Tag Archives: Indiana Sentinel

The Indiana Sentinel: Indianapolis’s Democratic Voice

Indiana State Sentinel, July 21, 1841. Chronicling America.

Click on the links throughout this essay to access digitized issues of the Sentinel through Chronicling America

After shuttering the Wabash Enquirer in Terre Haute, the Chapman brothers, George A. and Jacob P., moved to Indianapolis and purchased the Indiana Democrat, and Spirit of the Constitution in 1841.  The Chapmans renamed the newspaper the Indiana State Sentinel and produced its first issue on July 21, 1841.  The Sentinel was a Democratic paper and displayed on the masthead the party mascot, a rooster, with the motto, “Crow, Chapman, Crow!”[1]  The majority of Indiana’s elected officials throughout the 1840s and 1850s were Democrats, and the Sentinel became the preeminent Democratic organ in the state during these decades and the major foil to the city’s Whig and later Republican voice, the Indianapolis Journal.  The Chapman brothers issued the Sentinel as a weekly but produced a daily edition while the Indiana General Assembly was in session from 1841 to 1844.  In 1845, the newspaper inaugurated the twice-weekly Indiana State Sentinel.
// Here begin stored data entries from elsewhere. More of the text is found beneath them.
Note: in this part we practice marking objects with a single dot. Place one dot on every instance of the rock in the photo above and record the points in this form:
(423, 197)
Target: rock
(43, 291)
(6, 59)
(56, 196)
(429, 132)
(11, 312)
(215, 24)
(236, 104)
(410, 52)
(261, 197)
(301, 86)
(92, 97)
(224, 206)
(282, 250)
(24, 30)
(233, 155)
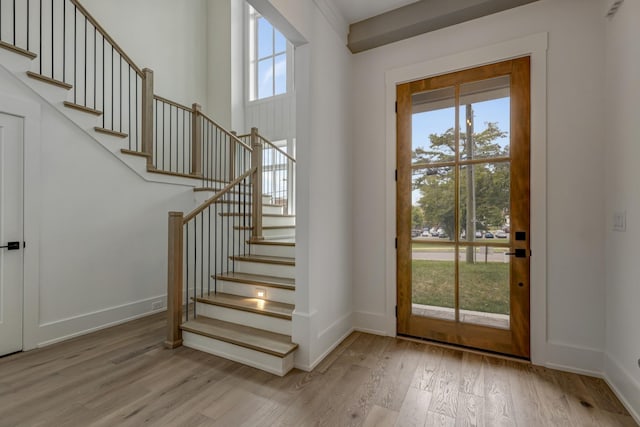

A tri-weekly edition also appeared during legislative sessions.  After 1853, the weekly version was called the Weekly Indiana State Sentinel.

Austin H. Brown acquired complete control of the paper in 1850 and made it a year-round daily on April 28, 1851.  The Sentinel changed hands at least six times during the next decade, which partly contributed to the papers loss of influence and subscribers.  During the Civil War years, the Daily State Sentinel and the weekly Indiana State Sentinel were vocal critics of the Republican-controlled government.  The Sentinel’s editor, Joseph J. Bingham, was arrested by the army for treason and conspiracy.  Bingham ultimately turned government witness in the Indianapolis trial by military commission in 1864 of Harrison H. Dodd and others accused of involvement in a Copperhead conspiracy.  This turmoil contributed to the decline of the Sentinel.  In July 1865, Charles W. Hall and a partner acquired the paper and changed its name to the Indianapolis Daily Herald.  Fifteen months later, the newspaper went into receivership.  In 1868, its name reverted back to the Indianapolis Daily Sentinel, and there also appeared a weekly edition, the Indiana State Sentinel.  The paper continued to change hands until 1872 when it was acquired by the Sentinel Company, which dropped “Daily” from the title.  Circulation figures for the daily edition averaged about 6,000 between 1869 and 1888.  The name was changed several more times over the next few years before finally returning to the Indianapolis Sentinel in 1880.  The Sentinel’s weekly edition, with a strong readership among Indiana farmers and stock-raisers, enjoyed a circulation of 12,000 during this period.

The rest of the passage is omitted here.